Через несколько часов мы катили по шоссе в том самом «вольво», который нашел для нас отец Боба. Колеса! Свобода! Я была рада за Боба. Почти до самого мыса мы ехали практически молча. Мотель оказался паршивым сараем, но в нашем номере были большая кровать и древний кондиционер, который грохотал всю ночь, но все же поддерживал прохладу. Покрасочные работы занимали три часа в день, так что мы старались вставать пораньше, чтобы успеть закончить к полудню, после чего отправлялись на пляж, где и проводили остаток дня. Я обнаружила, что близость моря действует успокаивающе. Мало-помалу я свыклась с тем, что происшедшее – реальность. Острое ощущение беды слегка притупилось. Но чувство потери было огромным. Потом пришло осознание: это уже второй близкий мне человек, решивший добровольно уйти из жизни. Да, смерть Хэнкока заставила меня наконец взглянуть в лицо суровой правде: Карли больше никогда не вернется в мою жизнь. И так же, как тогда, я снова постоянно задавала себе вопрос: почему я не смогла его спасти? Боб был прав: самоубийство – это наказание для тех, кто остался жить. А потому смерть Хэнкока казалась не только ужасным предательством, но и горем, которое теперь нависало надо мной.

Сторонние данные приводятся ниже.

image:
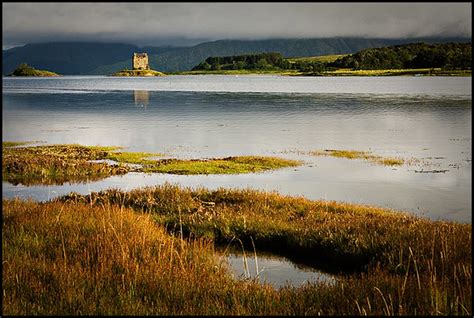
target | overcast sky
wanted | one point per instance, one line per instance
(192, 23)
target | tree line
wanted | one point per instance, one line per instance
(449, 56)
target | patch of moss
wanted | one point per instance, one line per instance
(57, 164)
(354, 154)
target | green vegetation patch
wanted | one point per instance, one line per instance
(229, 165)
(57, 164)
(17, 143)
(25, 70)
(404, 265)
(319, 58)
(354, 154)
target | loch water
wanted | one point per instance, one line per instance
(428, 118)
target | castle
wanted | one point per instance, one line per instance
(140, 61)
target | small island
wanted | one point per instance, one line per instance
(140, 67)
(25, 70)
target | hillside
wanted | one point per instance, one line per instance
(414, 58)
(106, 58)
(70, 58)
(416, 55)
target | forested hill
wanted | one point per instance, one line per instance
(417, 55)
(107, 58)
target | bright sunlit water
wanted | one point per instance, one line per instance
(212, 116)
(427, 118)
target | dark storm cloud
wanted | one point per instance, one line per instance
(148, 23)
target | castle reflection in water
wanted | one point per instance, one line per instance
(142, 97)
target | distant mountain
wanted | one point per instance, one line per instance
(70, 58)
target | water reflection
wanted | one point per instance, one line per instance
(142, 98)
(275, 270)
(190, 124)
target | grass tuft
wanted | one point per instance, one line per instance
(353, 154)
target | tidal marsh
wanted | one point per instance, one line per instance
(57, 164)
(353, 154)
(150, 251)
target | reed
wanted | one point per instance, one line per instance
(105, 254)
(57, 164)
(365, 155)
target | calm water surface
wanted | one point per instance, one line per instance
(211, 116)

С Бобом я все это обсуждала лишь в дозированных количествах, потому что не хотела дать ему почувствовать, насколько я была привязана к Хэнкоку. Впрочем, как я вскоре обнаружила, Боб это понял давным-давно.

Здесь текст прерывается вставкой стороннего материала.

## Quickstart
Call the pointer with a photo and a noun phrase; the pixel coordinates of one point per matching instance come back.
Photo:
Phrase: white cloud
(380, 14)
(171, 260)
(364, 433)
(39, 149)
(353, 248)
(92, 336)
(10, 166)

– Горевать – это нормально, – сказал он мне однажды вечером, когда мы сидели в закусочной на пляже и ели жареных моллюсков, запивая их пивом «Хейнекен». – Хэнкок очень много для тебя значил. Он был важным человеком в твоей жизни.

– Что ты этим хочешь сказать?

– Что меня не обижает, что ты так расстроена.

– Прости, прости.

– Не нужно извиняться.

– Нужно… я чувствую себя виноватой.

– Почему?

– Потому что я должна была бы заметить.

– Что заметить?

– Что профессор Хэнкок собирается покончить с собой.

– Ты была его студенткой, а не психотерапевтом.

– Не было у него психотерапевта.

– Ты точно знаешь?

– Просто предполагаю. Если бы у него был психотерапевт, Хэнкок сейчас был бы жив.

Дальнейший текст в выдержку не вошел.